Roma, Sabatini: "Lo scudetto, la mia grande rabbia"

La conferenza stampa di saluto del ds giallorosso: "Totti è meraviglioso, gli darei il Nobel per la fisica. Ma sotto la sua luce, il gruppo non è cresciuto"

  • A
  • A
  • A

Il saluto di Walter Sabatini. Ricco e commosso. "Finisce qui, ma il resto in carico alla Roma: col cuore, la passione, la mia sarà una assenza soltanto fisica, non di più. Sarò partecipe di quel che accade, di quel che accadrà. Il mio ruolo di direttore sportivo per la Roma, lungo cinque anni, è stato un ruolo totale, la vita, la mia vita. Ho vissuto per la Roma e sono geloso di questo sentimento".

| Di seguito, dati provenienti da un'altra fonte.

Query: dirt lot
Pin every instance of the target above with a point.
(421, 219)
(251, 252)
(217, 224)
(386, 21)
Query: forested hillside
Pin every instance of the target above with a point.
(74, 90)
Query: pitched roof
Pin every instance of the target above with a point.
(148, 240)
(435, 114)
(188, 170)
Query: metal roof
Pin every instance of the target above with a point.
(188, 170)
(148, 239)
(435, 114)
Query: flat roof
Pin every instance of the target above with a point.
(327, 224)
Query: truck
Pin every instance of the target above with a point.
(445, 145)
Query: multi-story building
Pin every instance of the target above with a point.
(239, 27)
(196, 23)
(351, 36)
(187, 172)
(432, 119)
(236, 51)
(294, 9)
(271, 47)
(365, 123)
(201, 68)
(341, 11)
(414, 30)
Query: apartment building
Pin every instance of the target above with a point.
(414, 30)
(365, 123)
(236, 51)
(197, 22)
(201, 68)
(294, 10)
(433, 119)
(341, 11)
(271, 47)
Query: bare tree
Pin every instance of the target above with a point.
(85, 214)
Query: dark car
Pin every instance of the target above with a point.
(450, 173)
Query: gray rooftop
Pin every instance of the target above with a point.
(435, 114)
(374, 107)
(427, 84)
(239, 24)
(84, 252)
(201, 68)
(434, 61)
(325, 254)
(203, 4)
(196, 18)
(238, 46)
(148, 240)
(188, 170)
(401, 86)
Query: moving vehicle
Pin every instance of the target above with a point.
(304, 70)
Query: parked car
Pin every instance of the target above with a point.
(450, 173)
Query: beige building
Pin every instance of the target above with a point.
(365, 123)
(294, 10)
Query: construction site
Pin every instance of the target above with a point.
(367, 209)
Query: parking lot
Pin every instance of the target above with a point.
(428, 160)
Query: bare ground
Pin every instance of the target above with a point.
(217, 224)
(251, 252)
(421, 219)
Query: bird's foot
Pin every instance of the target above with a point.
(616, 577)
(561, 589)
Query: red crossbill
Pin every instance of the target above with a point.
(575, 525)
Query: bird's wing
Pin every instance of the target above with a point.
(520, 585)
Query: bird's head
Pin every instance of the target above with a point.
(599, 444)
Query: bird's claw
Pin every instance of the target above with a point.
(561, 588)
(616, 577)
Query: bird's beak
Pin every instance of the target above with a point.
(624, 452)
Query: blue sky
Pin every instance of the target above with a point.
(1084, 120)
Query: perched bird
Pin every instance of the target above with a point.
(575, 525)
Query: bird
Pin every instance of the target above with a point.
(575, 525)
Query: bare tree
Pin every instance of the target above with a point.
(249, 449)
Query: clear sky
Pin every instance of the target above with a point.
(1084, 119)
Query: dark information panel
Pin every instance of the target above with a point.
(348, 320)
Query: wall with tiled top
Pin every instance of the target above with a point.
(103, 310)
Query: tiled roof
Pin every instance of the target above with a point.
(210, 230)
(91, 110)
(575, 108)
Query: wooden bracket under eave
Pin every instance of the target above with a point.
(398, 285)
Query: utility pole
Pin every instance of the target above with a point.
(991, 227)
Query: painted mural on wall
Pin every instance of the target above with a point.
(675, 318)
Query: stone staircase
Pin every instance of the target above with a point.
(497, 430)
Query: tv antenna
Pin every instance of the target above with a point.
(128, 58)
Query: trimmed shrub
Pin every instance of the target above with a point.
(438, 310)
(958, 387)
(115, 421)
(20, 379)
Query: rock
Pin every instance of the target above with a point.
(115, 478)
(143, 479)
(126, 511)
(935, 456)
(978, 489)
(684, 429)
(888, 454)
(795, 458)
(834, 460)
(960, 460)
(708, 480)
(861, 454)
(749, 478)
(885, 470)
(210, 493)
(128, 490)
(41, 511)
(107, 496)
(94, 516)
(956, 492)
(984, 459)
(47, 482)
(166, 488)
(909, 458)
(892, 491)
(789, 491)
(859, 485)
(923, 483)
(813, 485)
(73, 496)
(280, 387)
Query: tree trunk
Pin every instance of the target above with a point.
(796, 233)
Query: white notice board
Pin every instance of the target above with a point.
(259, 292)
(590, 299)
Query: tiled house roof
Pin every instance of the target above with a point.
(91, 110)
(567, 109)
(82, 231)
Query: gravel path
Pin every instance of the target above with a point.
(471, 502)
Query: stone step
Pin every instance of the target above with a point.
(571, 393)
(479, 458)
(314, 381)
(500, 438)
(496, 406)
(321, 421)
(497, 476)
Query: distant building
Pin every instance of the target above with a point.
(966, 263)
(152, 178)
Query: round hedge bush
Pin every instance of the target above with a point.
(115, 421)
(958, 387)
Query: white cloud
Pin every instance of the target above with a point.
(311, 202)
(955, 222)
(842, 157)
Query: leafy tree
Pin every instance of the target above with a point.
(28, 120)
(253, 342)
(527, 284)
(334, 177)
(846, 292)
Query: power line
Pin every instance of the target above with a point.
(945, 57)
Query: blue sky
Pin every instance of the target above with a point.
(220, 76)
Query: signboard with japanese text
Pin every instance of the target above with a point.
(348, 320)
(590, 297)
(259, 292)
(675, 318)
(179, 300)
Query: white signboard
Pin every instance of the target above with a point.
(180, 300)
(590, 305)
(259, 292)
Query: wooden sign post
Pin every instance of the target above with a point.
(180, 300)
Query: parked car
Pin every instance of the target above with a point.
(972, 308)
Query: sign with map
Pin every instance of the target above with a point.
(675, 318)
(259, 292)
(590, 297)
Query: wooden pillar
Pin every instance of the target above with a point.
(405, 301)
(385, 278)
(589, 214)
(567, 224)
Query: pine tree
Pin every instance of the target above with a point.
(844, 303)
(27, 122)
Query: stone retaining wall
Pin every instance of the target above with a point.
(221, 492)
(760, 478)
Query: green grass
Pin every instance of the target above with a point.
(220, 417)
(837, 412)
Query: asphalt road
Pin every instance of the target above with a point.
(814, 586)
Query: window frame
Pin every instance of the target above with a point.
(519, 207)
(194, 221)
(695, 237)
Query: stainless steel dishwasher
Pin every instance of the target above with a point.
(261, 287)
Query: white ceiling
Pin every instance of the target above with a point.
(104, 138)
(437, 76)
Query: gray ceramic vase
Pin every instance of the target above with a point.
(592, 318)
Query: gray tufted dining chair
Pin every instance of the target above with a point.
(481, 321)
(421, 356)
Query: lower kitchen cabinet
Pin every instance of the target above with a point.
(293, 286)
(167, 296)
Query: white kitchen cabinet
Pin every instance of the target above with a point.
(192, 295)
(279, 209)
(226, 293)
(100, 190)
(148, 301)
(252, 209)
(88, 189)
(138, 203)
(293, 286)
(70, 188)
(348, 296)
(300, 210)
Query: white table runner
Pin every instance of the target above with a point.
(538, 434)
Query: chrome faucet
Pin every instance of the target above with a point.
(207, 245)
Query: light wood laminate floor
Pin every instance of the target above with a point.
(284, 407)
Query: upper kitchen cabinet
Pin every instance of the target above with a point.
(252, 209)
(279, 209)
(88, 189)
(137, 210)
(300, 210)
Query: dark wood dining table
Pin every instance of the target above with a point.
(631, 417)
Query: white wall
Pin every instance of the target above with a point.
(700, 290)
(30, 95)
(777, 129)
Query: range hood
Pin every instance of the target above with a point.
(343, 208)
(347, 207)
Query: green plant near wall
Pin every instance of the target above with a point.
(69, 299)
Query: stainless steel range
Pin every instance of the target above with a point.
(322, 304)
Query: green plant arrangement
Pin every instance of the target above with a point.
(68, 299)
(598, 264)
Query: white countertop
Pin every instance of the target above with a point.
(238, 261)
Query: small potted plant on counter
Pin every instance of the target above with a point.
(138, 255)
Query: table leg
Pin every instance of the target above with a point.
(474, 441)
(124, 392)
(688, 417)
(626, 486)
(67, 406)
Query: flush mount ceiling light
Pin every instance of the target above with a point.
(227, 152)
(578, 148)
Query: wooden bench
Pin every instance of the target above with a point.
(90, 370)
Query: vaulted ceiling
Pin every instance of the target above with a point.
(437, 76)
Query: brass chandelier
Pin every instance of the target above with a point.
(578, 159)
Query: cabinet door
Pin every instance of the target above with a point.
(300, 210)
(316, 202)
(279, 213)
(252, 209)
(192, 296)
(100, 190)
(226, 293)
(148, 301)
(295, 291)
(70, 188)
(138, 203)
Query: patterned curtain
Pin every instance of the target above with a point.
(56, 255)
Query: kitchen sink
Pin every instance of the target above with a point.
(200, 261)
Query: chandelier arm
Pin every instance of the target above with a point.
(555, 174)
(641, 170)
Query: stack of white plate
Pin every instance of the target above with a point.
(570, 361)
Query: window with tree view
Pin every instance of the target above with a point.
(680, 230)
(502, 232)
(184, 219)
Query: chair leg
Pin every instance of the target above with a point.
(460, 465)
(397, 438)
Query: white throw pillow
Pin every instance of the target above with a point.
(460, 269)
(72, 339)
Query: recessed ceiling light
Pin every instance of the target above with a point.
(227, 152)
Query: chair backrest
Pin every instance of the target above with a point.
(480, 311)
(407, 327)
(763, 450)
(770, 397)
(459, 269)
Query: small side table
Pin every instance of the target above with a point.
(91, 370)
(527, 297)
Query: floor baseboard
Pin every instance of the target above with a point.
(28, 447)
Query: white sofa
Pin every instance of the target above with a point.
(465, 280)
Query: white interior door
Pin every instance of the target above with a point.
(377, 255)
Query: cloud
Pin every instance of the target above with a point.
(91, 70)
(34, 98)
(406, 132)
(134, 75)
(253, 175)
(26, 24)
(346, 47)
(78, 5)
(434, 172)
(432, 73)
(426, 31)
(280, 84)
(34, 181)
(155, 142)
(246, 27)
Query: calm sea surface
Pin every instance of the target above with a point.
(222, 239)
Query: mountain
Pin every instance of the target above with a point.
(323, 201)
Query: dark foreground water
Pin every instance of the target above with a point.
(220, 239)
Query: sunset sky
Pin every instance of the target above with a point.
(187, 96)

E ancora: "Lascio dopo cinque anni e senza aver vinto lo scudetto. E questa è la mia frustrazione, serena e terribile, una tristezza cupa e irreversibile perché ero e resto convinto che in questi cinque anni abbiamo costruito squadre per arrivare in alto, molto in alto. E non ci siamo arrivati. Perché? Non importa il perché, magari lo scudetto arriva quest'anno, la squadra è eccellente, l'allenatore eccezionale e io confido in un campionato sbalorditivo".
La squadra? "E' un gruppo di ragazzi forti, e seri, capaci di fare cose importanti. Quando arrivai dissi, fra le tante, una cosa: sono qui per stimolare, per una rivoluzione culturale che però non sono riuscito a portare fino in fondo. E questa è la nostra debolezza, ;questo è il mio grande rammarico".
"Io credo di aver portato la Roma al tavolo dei grandi, ho fatto un mercato rissaiolo, ma ci sono sempre stato, non io, c'è stata la Roma. Quella rivoluzione voleva dire: la vittoria come necessità, non possibilità. Qui tutti devono pensare alla vittoria non come possibilità e se non arriva pazienza, verrà. No, tutti noi la vittoria dobbiamo considerarlo un evento necessario. E a questo non siamo arrivati, non ci siamo ancora arrivati. E allora sì, serve questa rivoluzione... Ma non è detto che non avvenga adesso: Spalletti, che è eccezionale, può aiutarci molto".
"La Roma è la mia squadra: quando vincerà e quando perderà".

Totti:
capitano e leader. "Totti è una questione sociologica: tutti vogliamo Totti. Io gli darei il Nobel per la fisica, un Nobel per quel che ha regalato a tutto il calcio italiano e non solo, giocate che nessuno sarà più capace di riprodurre. Un Nobel per la fisica perché le sue traiettorie rimettono in discussione Copernico, Keplero... Però Totti porta una luce abbagliante che oscura tutto un gruppo di lavoro, e questa sua luce comprime la crescita di un gruppo, del gruppo. Fatale che sia così. Tutti faticano a staccarsi da lui".
Poi una frecciata a Pallotta: "Vado via dalla Roma perché sono cambiate le regole d'ingaggio. Io posso fare solamente il mio calcio, non ho una mente elastica per adeguarmi ai nuovi criteri. Il presidente e i suoi collaboratori puntano su altre prerogative, adorano la statistica e stanno cercando un algoritmo vincente. Io vivo d'istinto e nel pallone ci vedo l'universo intero. Non può essere freddamente riportato alle statistiche che descrivono i giocatori, perché aiutano, ma tradiscono. Io non intendo cambiare, Pallotta invece intende puntare su altro quindi verrò sostituito da una diversa cultura, da un diverso modo di fare".
E infine il motivo reale che ha fatto accelerare il suo addio ai colori giallorossi, che riguarda un mancato acquisto nell'ultimo mercato estivo: "La causa scatenante per cui ho assunto questa mia decisione riguarda un giocatore che sta facendo molto bene in Italia e che non ho preso. Ho perso quel giocatore perché mi è mancata l'arroganza, la forza, la determinazione e la sicurezza di poter fare quell'operazione, che comportava anche una ricca commissione. Sentendo alle mie spalle tutta una serie di osservazioni, punti di domanda e recriminazioni ho perso l'attimo fuggente, che è la mia forza. Non lo perdo mai, perché quando c'è da arrivare su una cosa io ci arrivo con forza e con prepotenza, orgogliosamente romanista. Perso questo giocatore, ho riflettuto sul fatto che non merito più la Roma".
Il nome "non lo voglio dire perché odio non averlo preso, mi fa stare male. E quando maturo un sentimento di questo tipo, voglio sportivamente morire" ma tutti gli indizi portano a Lucas Boyé, attaccante argentino classe '96 finito al Torino.